Seems there is not anything totally damning about it, other than efforts to argue the sorts of limitations of the study. I think the one that stood out to me was the point about the group of black and white people who are stopped by police may not be identical for an air-tight comparison. Where there isn't an ability to control for bias in the police's discretion in who to stop.
It seems he responded to such criticisms:
"
Several scholars have rightly pointed out that these data all begin with an interaction, and suggested that racist policing manifests itself in more interactions between blacks and the police. The impact of this hypothesis in our shootings data seems minimal. The results on police shootings are statistically the same across all call types—ranging from officer-initiated contact with a suspicious person (where racism in whom to police is likely paramount) to a 911 call of a homicide in progress (where interaction with the potential suspect is more likely independent of race)."
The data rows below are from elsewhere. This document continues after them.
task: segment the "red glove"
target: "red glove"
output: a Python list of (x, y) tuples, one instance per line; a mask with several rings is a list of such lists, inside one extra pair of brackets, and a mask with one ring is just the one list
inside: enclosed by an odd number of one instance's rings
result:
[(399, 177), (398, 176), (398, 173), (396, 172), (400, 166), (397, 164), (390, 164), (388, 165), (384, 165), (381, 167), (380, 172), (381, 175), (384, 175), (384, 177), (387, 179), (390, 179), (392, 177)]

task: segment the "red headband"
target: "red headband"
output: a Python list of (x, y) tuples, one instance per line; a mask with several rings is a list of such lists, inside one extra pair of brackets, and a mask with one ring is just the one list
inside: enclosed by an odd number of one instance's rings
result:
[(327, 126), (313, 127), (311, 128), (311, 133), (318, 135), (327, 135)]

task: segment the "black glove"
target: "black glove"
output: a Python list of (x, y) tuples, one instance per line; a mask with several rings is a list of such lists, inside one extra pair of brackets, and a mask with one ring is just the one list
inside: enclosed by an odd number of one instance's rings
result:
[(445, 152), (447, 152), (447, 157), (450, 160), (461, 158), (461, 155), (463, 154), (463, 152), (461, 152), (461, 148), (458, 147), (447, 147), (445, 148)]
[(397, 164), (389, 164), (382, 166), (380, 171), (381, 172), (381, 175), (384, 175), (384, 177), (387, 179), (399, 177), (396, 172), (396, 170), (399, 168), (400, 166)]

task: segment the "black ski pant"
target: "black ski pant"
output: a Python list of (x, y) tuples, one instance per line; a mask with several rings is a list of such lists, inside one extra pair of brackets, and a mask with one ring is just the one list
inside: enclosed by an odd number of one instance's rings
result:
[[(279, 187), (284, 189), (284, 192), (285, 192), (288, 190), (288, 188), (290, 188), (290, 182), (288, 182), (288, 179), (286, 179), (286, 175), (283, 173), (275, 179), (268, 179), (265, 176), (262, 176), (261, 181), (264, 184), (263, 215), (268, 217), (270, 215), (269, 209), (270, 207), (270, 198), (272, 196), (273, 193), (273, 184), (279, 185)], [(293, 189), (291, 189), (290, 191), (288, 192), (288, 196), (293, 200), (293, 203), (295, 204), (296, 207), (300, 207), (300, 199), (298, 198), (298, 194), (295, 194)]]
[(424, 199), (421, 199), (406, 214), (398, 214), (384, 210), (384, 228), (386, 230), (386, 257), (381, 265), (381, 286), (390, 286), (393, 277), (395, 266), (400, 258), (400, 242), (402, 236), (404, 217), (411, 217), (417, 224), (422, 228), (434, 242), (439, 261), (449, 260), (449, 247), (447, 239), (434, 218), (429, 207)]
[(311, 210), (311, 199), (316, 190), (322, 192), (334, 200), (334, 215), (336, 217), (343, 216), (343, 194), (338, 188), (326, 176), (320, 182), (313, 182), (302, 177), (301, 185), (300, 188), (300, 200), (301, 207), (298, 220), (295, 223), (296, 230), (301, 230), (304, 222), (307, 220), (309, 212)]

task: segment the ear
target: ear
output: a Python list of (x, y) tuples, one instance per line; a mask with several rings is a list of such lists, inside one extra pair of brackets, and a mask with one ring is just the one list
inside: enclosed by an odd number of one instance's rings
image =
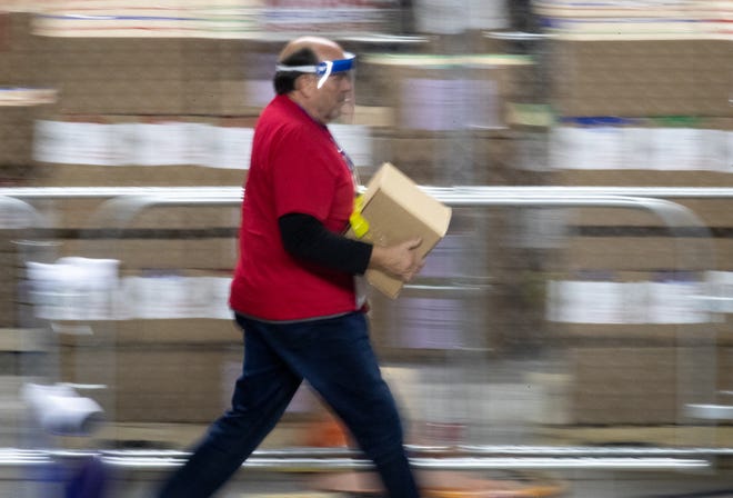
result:
[(313, 92), (318, 90), (315, 74), (301, 74), (295, 80), (295, 90), (300, 91), (304, 97), (310, 98)]

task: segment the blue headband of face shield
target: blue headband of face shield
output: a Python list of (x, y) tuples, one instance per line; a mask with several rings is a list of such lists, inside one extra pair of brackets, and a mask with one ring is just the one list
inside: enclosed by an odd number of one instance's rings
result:
[(324, 60), (323, 62), (319, 62), (315, 66), (285, 66), (278, 63), (275, 66), (275, 70), (313, 73), (320, 77), (318, 80), (318, 88), (321, 88), (331, 74), (345, 72), (353, 69), (357, 56), (350, 52), (344, 52), (344, 56), (345, 57), (343, 59)]

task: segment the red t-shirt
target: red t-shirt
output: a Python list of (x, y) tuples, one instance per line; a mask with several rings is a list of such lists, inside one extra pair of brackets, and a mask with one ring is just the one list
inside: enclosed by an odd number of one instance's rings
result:
[(275, 97), (254, 131), (232, 309), (264, 320), (355, 310), (353, 277), (294, 259), (284, 250), (278, 227), (282, 215), (299, 212), (340, 233), (353, 199), (352, 173), (328, 128), (289, 97)]

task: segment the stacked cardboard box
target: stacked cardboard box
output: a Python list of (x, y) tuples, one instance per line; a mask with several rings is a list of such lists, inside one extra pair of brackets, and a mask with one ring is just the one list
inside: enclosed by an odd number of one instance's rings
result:
[[(733, 43), (713, 37), (626, 34), (610, 39), (570, 32), (551, 42), (553, 103), (565, 118), (554, 130), (556, 180), (573, 186), (730, 185), (725, 133), (733, 70), (725, 61)], [(731, 226), (730, 200), (680, 203), (713, 229), (709, 236)], [(687, 220), (671, 227), (670, 220), (633, 209), (576, 210), (573, 216), (574, 237), (559, 262), (569, 279), (615, 285), (667, 275), (700, 281), (705, 270), (730, 269), (727, 240), (700, 237)], [(681, 386), (695, 378), (684, 360), (714, 351), (714, 342), (687, 340), (721, 331), (719, 323), (691, 296), (676, 307), (667, 303), (664, 323), (636, 319), (602, 325), (600, 317), (612, 301), (606, 298), (606, 308), (599, 303), (595, 316), (588, 309), (581, 322), (559, 320), (552, 327), (558, 340), (572, 346), (571, 419), (682, 421), (684, 406), (694, 397)], [(729, 388), (723, 378), (716, 380), (714, 365), (697, 367), (710, 374), (707, 382), (695, 386), (700, 392)]]

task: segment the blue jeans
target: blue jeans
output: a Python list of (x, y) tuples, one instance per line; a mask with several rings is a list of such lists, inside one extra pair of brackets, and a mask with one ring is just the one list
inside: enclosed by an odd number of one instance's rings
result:
[(289, 323), (235, 318), (244, 330), (244, 362), (232, 407), (212, 424), (160, 498), (213, 495), (272, 430), (303, 379), (374, 462), (388, 495), (419, 496), (400, 416), (381, 377), (363, 313)]

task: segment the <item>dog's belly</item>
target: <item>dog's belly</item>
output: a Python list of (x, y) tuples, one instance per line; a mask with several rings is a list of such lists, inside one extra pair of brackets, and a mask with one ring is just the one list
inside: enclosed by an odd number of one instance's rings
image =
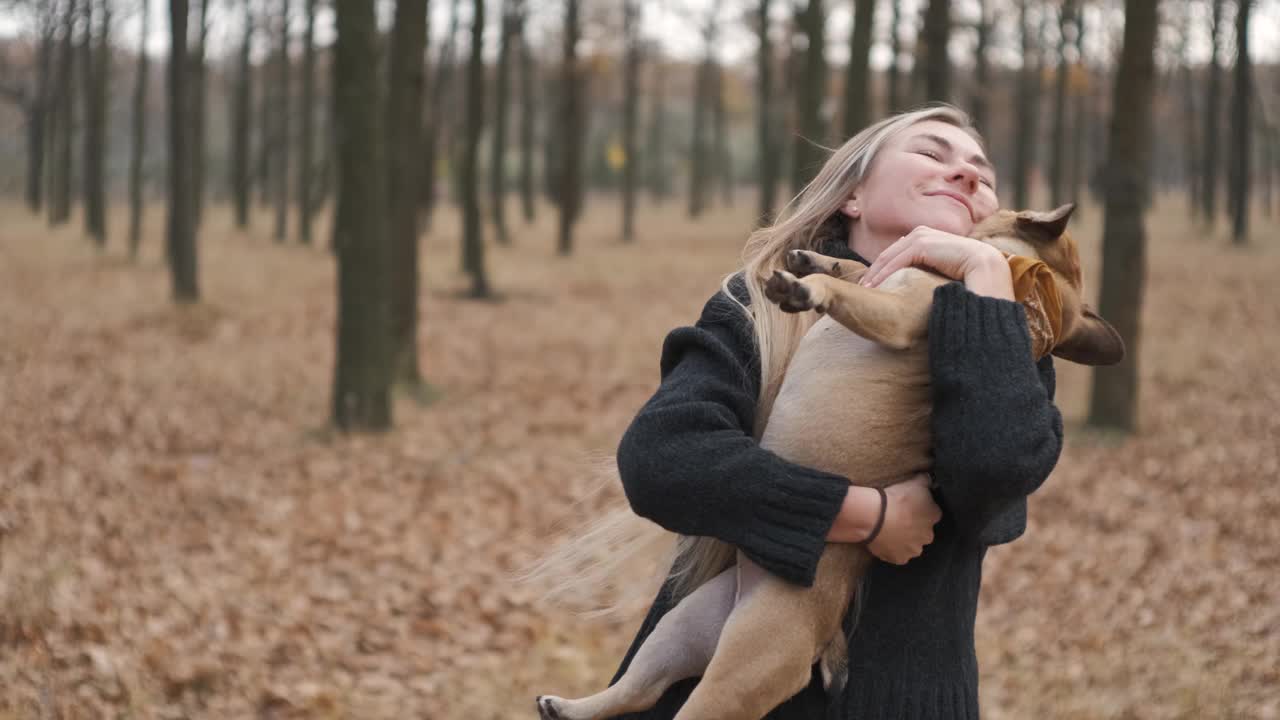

https://www.wsj.com/articles/what-the-data-say-about-police-11592845959Another reason is of course the discretion of police and beyond them is the prejudice of people who call the cops on black people for little more than they're black in a place that they think they don't belong or doing something that doesn't seem 'normal' to their idea of a black person.
Roy Wood Jr. has a good comedic bit about some cashier trying to make him not use a plastic bag for his new iPhone because of the environment, and he explains how the guy just doesn't get why he needs the back and even the recipient to prove to security and the rest of the world he isn't walking out with a stolen iPhone. He needs proof of his purchase because he may get hassled otherwise.
And this is where I would emphasize some of the larger institutional arrangements which help create this sense of a black person doesn't belong here beyond just media representation of the supercriminal and rhetoric of the super-strength black man, is that some people have very little contact or regular engagement with black people.
Part of which is the result of things like economic segregation which reflects the inertia of historically discriminatory practices and even just the status quo reflection of such disparities as things reinforce themselves.